Originally Posted by Quacky
That's correct! (Happy)

awsome, thank you.

http://img197.imageshack.us/img197/2392/scan0002iu.jpg

i know its unrelated, but how do i do these?

for a i have

.5 = x

is that correct? thanks
• Mar 8th 2010, 05:24 PM
Quacky
$125^x=25^{x+1}$

I would do that by writing both as 5^{something}
$125=5^3$
$25=5^2$

So $(5^3)^x=(5^2)^{x+1}$
$5^{3x}=5^{2x+2}$
So:
$3x=2x+2$
$x=2$

Part b) is harder.
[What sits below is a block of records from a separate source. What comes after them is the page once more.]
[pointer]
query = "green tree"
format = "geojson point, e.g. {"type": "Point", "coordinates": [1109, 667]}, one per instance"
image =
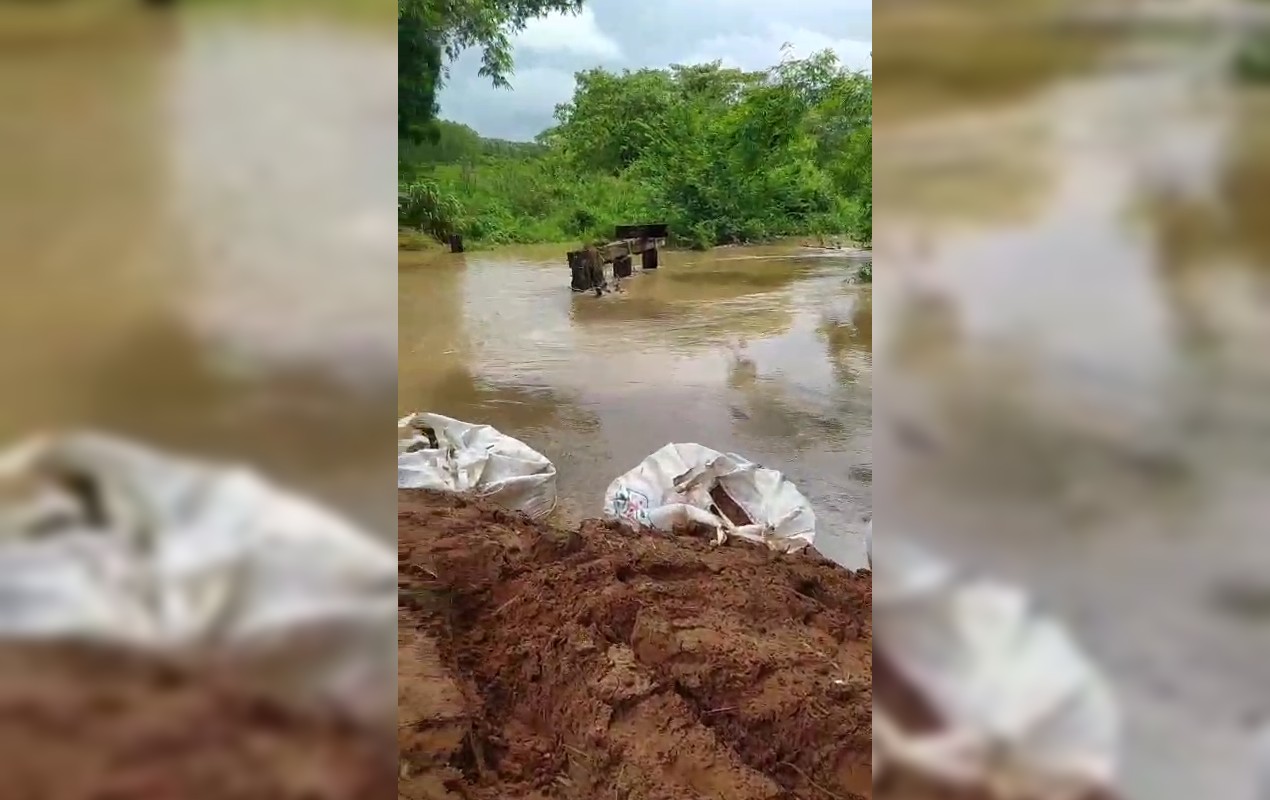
{"type": "Point", "coordinates": [429, 31]}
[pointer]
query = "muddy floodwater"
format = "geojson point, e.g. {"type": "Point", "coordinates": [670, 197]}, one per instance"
{"type": "Point", "coordinates": [196, 240]}
{"type": "Point", "coordinates": [1073, 291]}
{"type": "Point", "coordinates": [758, 351]}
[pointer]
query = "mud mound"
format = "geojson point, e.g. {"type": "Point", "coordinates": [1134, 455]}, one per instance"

Try to write it out as powers of 3.
For part c) Try to write it out as powers of 2
• Mar 8th 2010, 05:25 PM
integral
Is this not a logarithm problem?
$3^x=27 \therefore log_3 27=x$
then

$x=\frac{log27}{log3}$
• Mar 8th 2010, 05:27 PM
Vertazontal
Quote:

Originally Posted by minneola24
awsome, thank you.

-snip-

i know its unrelated, but how do i do these?

for a i have

.5 = x

is that correct? thanks

A is x=2. 125 is 25^2, so 25^3 = 125^2

As for B, I have the answer but I can't explain why it works so I won't post it.
• Mar 8th 2010, 07:21 PM
Bacterius
Quote:

Originally Posted by integral
Is this not a logarithm problem?
$3^x=27 \therefore log_3 27=x$
then

$x=\frac{log27}{log3}$

Don't confuse the OP, integral :o (even your signature seems to be an extension of your answer xD)

For part c), you could note that $4 = 2 \times 2$, and try to find yourself with just two's on the right side. Then note that $8 = 2^3$. The rest should follow.